Paris' Museum of Smoking

From Arnie Cooper's article in today's Wall Street Journal:
The current exhibition, "Caricatures de Fumeurs," which runs through the end of the year, features pen-and-ink drawings from the 17th century to the present. The often humorous artwork shows individuals from all walks of life--students, casino devotees, artists and even children--inhaling and exhaling as they go about their day.
Focusing on all these images of Europeans' puffed-out cheeks, it's easy to forget that smoking is an American invention. As Michka, a co-founder of the museum, likes to say, it was the Native Americans who actually first smoked tobacco--an endeavor that didn't really become a hit in Europe until more than a century after Columbus brought the stuff to these shores. The idea of ingesting smoke was originally a hard sell.

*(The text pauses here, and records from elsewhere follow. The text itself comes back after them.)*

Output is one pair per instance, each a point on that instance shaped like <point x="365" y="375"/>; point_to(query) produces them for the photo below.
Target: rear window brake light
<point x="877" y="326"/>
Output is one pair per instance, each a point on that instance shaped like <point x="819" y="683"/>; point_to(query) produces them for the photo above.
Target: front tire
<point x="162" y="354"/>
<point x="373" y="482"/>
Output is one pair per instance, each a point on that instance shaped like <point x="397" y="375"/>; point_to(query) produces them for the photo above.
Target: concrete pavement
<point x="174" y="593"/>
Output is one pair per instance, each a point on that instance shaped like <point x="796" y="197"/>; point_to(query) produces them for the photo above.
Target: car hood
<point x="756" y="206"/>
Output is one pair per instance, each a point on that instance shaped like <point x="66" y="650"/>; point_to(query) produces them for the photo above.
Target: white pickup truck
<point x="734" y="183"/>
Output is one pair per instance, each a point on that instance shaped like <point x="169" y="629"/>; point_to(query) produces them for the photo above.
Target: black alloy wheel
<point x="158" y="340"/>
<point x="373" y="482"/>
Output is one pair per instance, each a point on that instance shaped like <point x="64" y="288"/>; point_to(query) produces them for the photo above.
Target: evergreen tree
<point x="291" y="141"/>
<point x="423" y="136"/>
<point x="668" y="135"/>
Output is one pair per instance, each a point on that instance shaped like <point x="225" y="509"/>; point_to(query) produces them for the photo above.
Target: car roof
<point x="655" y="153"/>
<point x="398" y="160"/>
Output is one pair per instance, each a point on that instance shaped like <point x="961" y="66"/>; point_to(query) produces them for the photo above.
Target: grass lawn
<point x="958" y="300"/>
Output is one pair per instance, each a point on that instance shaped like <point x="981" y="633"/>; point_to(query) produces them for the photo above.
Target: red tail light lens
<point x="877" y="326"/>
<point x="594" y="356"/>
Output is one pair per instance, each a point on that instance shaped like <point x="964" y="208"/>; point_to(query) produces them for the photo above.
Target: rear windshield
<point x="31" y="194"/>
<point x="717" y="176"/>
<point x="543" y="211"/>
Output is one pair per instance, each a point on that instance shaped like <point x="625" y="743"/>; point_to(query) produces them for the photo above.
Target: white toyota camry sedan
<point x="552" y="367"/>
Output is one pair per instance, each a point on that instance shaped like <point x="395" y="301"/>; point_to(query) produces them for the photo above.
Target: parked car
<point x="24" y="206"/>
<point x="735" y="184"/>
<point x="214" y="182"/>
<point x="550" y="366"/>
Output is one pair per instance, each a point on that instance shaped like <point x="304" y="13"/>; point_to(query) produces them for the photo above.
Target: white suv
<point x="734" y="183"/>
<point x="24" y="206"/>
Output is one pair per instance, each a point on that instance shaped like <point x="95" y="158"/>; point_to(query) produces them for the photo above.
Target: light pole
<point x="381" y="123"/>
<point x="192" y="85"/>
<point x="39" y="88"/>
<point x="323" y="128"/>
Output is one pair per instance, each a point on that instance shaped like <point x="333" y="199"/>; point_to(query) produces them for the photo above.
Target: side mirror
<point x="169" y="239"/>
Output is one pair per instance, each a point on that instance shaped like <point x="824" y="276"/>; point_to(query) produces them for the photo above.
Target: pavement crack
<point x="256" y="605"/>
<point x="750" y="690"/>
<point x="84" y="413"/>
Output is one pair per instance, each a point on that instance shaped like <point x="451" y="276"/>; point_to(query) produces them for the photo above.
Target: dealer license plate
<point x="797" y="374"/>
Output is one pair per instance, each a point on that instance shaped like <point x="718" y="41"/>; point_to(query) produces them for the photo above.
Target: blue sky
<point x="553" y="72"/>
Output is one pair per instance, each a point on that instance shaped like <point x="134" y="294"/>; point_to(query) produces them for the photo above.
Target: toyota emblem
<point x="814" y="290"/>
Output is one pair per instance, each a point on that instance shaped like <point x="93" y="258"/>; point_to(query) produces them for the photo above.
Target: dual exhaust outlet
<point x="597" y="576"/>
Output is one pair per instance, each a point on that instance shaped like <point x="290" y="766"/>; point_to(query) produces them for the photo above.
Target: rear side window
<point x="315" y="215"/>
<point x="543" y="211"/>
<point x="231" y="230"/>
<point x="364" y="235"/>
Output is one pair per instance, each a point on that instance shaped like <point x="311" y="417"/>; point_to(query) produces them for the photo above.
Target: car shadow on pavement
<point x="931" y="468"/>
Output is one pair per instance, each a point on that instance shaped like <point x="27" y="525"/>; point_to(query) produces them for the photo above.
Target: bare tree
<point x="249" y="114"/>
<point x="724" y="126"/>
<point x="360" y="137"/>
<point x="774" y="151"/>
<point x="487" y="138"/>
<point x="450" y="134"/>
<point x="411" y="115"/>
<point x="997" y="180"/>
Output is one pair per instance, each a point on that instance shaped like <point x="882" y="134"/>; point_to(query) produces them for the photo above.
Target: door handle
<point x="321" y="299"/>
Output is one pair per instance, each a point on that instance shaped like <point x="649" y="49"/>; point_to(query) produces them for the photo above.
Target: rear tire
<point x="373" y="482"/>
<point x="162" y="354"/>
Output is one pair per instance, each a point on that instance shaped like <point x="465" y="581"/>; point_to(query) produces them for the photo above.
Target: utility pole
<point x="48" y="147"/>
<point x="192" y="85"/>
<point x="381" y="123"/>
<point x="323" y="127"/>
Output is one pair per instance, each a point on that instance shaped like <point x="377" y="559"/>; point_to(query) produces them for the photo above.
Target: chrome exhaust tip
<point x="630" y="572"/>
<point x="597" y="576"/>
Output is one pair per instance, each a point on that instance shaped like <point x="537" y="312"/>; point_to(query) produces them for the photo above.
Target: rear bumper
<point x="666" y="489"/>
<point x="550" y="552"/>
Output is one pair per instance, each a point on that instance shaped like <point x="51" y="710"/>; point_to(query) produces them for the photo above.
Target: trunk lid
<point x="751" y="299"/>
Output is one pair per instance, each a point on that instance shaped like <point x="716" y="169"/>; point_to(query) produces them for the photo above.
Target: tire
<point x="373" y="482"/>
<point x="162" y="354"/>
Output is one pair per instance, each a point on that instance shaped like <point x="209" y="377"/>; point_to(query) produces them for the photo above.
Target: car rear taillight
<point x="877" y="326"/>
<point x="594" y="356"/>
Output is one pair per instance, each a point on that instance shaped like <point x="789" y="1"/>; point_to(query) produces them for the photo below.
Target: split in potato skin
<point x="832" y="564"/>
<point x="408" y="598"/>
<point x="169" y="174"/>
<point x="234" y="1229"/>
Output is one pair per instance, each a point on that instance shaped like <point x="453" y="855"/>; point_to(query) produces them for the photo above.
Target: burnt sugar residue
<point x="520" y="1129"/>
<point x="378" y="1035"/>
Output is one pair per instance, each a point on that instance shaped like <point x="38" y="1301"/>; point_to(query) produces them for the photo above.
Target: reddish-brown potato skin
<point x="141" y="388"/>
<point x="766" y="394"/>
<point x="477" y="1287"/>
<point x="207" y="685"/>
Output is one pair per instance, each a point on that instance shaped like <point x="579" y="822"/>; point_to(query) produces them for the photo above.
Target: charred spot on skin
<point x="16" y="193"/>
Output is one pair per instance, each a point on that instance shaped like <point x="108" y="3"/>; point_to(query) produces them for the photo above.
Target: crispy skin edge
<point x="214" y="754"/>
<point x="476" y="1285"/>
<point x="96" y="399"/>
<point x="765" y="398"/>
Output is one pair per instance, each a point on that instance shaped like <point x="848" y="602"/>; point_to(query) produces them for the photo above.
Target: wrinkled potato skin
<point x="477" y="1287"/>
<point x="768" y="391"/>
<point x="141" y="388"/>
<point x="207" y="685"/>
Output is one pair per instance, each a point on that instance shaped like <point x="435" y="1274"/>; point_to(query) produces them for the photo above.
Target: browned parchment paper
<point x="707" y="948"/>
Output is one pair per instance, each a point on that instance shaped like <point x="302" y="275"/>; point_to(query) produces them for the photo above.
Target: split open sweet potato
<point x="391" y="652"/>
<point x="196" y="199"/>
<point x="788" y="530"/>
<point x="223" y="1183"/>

"Hell," says Michka, "was very much on people's minds. So when they saw someone taking something burning at the end to their mouth and blowing smoke, it really seemed to be for them a picture of hell." Eventually, the odd practice caught on, and within a couple of centuries a huge smoke ring enveloped the world along with a burgeoning smoking "culture."

Throughout the museum you'll find various tools of the trade: a scale, bronze and heather pipes, hookahs from the Middle East and the Orient, "le bong" from Southeast Asia, as well as a sculpture of a hollowed-out head for storing loose tobacco.

The "art" of smoking, though, is best demonstrated by a collection of Frédéric Dagain's tobacco-leaf paintings. But perhaps more compelling than the unique canvases are the words that accompany each of the artist's "Divinités Mayas" (Mayan Gods). Surrounding the multihued image of Mictlantecihtl, for example, are the words "Mictlantecihtl, you smoke and you smile. You are the god of death. Take good care of our bodies." More on this later.

Meanwhile, across the corridor you'll see the real deal--huge caramel-colored leaves drying in a makeshift sechoir, or "dryer." "I love the smell," Michka says with a chuckle as we walk by. But tabac is not the only smell Michka appreciates. A few feet away, you'll see a mint sheet of Canadian stamps with a portrait of a young Michka superimposed over a marijuana leaf. (Remember, this is the museum of smoking--not just tobacco.) Surprisingly, Michka, who prefers the single appellation (it's more "convenient," she says), is not a cigarette smoker. After smoking a few menthols as a teenager, she never lit one again.

"Many times I've had this feeling that the fact that I am not a cigarette smoker has given me a kind of virginity in relation to tobacco, and so it's easier for me to have a bit of objectivity."